Chico, CA Interest Rates Market Report – Economic Influences – January 8th, 2008

Change Taking Places

The Economy Much Worse Than Thought

FHA Mortgage Insurance Changes

“Capitalize on this good fortune…one word can bring you round…Change!”  In the words of Jon Anderson and “Yes” we’ve seen quite a lot of changes for the year, and I’m certain that there are a lot more to come.  After a couple of weeks off with the family, here’s what’s happening.  First, remember when I touched on the FHA mortgage insurance factor changing?  Well, that has gone into place.  There is a table that indicates what a borrower’s mortgage insurance premium will be depending upon where their down payment comes from (gift, savings, etc.), what the loan to value is, and what the client’s credit risk score is. 

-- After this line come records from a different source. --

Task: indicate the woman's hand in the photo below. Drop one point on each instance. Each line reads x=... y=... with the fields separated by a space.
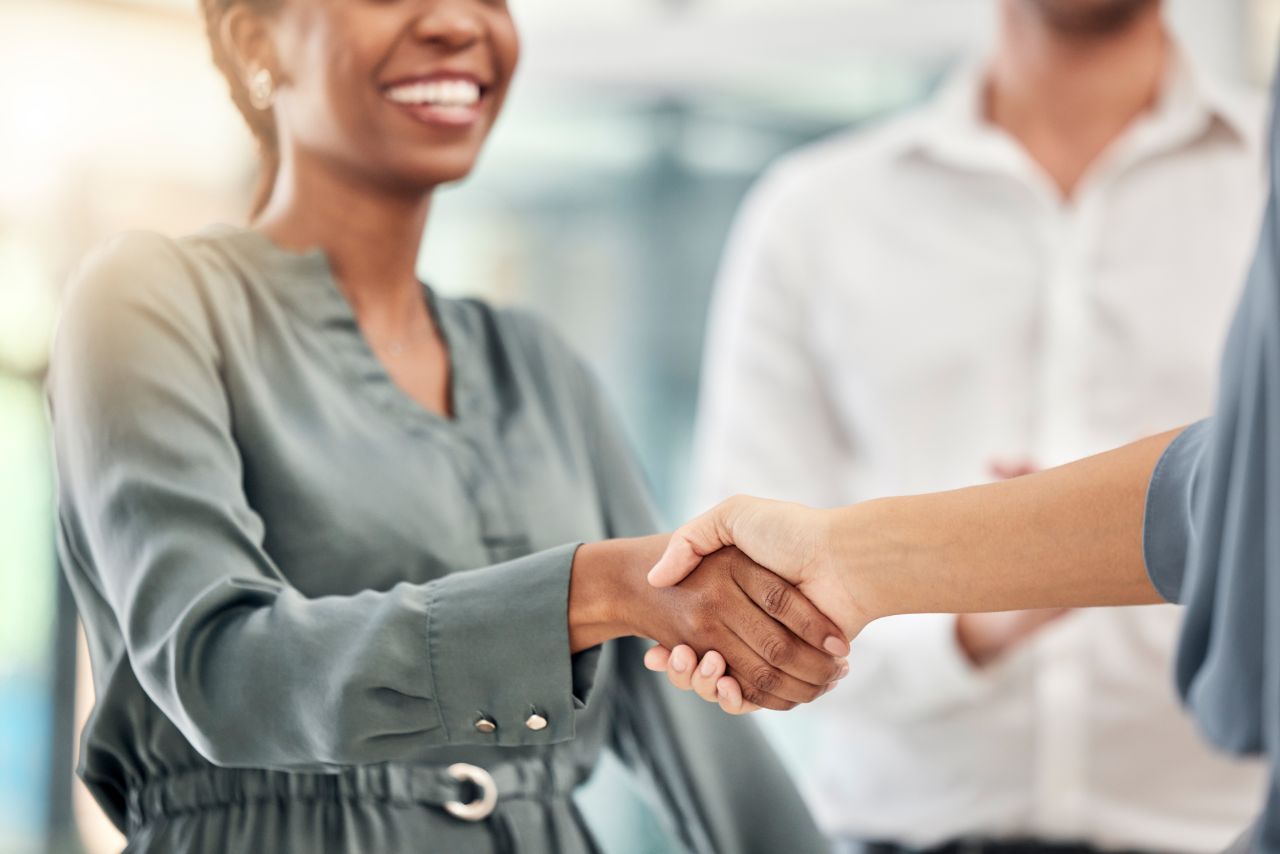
x=789 y=539
x=778 y=648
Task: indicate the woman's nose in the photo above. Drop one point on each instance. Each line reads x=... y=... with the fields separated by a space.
x=452 y=23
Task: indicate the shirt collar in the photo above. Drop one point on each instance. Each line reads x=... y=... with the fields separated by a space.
x=954 y=128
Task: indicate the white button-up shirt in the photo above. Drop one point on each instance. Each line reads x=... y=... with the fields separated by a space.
x=903 y=307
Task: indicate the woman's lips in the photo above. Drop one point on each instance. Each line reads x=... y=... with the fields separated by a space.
x=449 y=101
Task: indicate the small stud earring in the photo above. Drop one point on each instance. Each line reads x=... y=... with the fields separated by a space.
x=261 y=90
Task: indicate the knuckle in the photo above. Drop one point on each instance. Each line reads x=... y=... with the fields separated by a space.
x=775 y=598
x=777 y=651
x=766 y=679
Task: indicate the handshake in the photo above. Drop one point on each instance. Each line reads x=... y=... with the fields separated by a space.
x=745 y=603
x=754 y=603
x=786 y=553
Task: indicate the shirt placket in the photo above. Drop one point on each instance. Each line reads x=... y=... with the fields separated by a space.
x=1060 y=688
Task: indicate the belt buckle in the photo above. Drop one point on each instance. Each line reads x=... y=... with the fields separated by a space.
x=481 y=807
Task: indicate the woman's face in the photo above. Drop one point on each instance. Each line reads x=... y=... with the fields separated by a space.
x=401 y=92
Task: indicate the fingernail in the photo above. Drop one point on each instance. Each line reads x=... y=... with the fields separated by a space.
x=836 y=647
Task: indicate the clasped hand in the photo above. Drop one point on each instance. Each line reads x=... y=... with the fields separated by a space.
x=792 y=542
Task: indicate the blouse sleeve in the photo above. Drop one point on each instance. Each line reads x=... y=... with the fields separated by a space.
x=248 y=668
x=1168 y=528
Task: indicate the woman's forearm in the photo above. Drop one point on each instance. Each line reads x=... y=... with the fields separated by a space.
x=1069 y=537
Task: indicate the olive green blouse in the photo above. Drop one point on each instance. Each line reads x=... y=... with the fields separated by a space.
x=306 y=596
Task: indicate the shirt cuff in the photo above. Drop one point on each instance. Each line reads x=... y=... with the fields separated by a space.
x=499 y=649
x=1168 y=526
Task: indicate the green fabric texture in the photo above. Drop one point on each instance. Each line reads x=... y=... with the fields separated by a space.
x=302 y=590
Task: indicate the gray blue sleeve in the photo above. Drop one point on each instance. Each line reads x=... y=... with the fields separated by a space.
x=254 y=672
x=1169 y=521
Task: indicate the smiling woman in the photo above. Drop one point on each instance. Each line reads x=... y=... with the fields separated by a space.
x=324 y=525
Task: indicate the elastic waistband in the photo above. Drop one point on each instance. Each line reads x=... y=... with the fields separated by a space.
x=392 y=782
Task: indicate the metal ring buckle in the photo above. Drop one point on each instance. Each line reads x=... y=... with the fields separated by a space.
x=481 y=807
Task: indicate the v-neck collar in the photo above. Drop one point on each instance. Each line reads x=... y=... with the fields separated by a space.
x=307 y=283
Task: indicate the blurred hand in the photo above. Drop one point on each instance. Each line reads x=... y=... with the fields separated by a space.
x=987 y=636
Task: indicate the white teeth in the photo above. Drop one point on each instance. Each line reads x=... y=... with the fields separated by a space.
x=437 y=94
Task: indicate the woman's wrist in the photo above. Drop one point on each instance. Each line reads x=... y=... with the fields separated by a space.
x=607 y=580
x=868 y=551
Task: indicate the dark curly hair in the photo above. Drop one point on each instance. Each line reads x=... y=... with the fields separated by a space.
x=261 y=123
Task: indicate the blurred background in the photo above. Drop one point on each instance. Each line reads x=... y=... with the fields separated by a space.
x=603 y=201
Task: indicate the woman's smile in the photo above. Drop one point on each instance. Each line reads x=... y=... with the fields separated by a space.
x=442 y=99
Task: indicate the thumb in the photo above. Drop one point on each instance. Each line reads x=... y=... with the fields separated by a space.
x=689 y=546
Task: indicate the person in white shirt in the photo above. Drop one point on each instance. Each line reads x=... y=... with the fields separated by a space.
x=967 y=293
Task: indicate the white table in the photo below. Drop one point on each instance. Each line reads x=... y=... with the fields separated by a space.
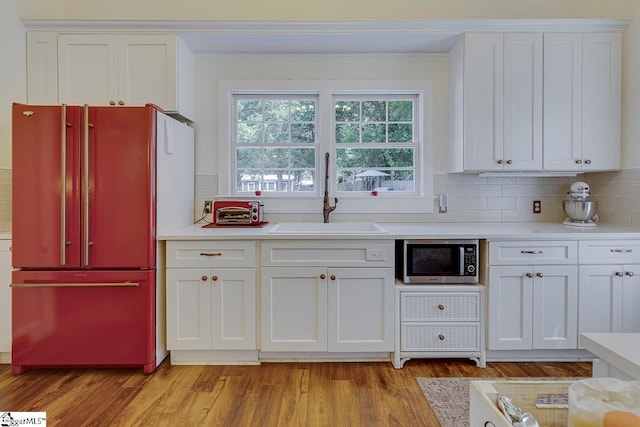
x=618 y=354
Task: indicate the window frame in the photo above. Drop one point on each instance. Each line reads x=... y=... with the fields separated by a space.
x=421 y=201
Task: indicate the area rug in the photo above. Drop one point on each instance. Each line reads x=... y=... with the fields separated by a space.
x=449 y=397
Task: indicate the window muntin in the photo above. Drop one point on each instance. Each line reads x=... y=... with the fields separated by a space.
x=375 y=139
x=275 y=143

“Declining Market”  Get Used To That

Another extremely important change was the fact that FannieMae labeled Butte County a “Declining Market” area.  What that means is that they feel as though values are continuing to decline in our area, so, to protect themselves, they are lowering the maximum loan to value guideline by 5%.  For example:  Let’s say that Steve is interested in purchaseinga home for $180,000, but only has funds for closing costs.  In December, FannieMae would have allowed the client to obtain a loan for $180,000 because the maximum loan to value was 100%.  Well, since December 31, the lender would now only finance 95% of the value of the home because of the declining market status.  On a side note, FreddieMac is still enabling 100% loans in our area for the time being, however, all seven of the mortgage insurance companies that insure these loans on the west coast may change this in the near future. 

More Documentation…Get Used To That

Also, FannieMae is tightening up on their underwriting guidelines and making it a little more tedious to document someone’s qualifying.  One example is that I received an approval on a self-employed client this week and the lender asked for a profit and loss statement from the client.  I haven’t been asked to have a client provide one of those in about five years.  So, really, no big deal…you supply a P&L and move on.  That’s the attitude that people have to have right now…otherwise, you won’t have cool little songs in your head that you can whistle out loudly like, “Changes.”

Riskier Based Pricing

Also, conforming interest rates have new add-ons to their cost as of the first of the year.  And, just like the FHA add ons for the Mortgage Insurance Premium, it’s an add of to the cost of the loan.  For Example:  I locked a client in at 5.75% on a cash-out refinance in November.  They have a 640 Credit Risk Score, but we received an approval.  This month I locked a client in with the exact same scenario.  The “change” was that the sales comps for the same size home were now eight months out, instead of the desired six months, so the value had come down slightly.  However, this pushed the loan to value up, beyond 70%.  That’s an add-on of 0.5% points.  Then, the clients FICO, or credit risk score, was 640, so the add-on for that is 1.25% points.  If their FICO was 660 it would have only been .75% add on to the points.  So, pricing a loan has become a full-time job for one of our staffers!